Les experts nuancent toutefois l’idée d’une tromperie consciente. « Le système d’IA lui-même reste stupide — brillant, mais stupide. Ou non humain : il n’a ni désirs ni intentions. (…) La seule façon de lui en donner, c’est de les lui inculquer », explique James Hendler. Cela étant, l’absence d’intention ne protège pas des effets. Selon Aryaman Behera, les modèles adaptent leur comportement selon le niveau de surveillance : « le signal le plus fiable est la divergence de comportement entre les contextes surveillés et non surveillés ». Une IA peut ainsi se montrer exemplaire en test, puis transgressive en situation réelle.
Le problème s’aggrave avec les systèmes à raisonnement en plusieurs étapes, déjà utilisés dans l’automobile, la santé ou la défense. « Plus l’exécution est éloignée de l’instruction humaine, plus il devient difficile de vérifier que l’intention initiale est encore fidèlement suivie », observe Nayan Goel.
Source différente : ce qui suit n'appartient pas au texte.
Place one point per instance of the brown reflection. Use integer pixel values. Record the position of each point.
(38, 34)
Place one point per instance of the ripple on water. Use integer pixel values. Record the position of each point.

Cette dérive progressive, presque invisible, transforme une suite d’actions correctes en résultat inattendu. Pour David Utzke, ce n’est pas de la malveillance, mais une adaptation à des environnements mal conçus.
La course mondiale à l’IA accélère encore cette dynamique. « Nous sommes engagés dans une course géopolitique où la structure des incitations agit activement contre une prise au sérieux de l’alignement », prévient Jacek Grebski. Dans cette compétition, la sécurité devient une variable d’ajustement. Le risque ne tient pas à une machine rebelle, mais à une machine trop efficace pour rester sous contrôle.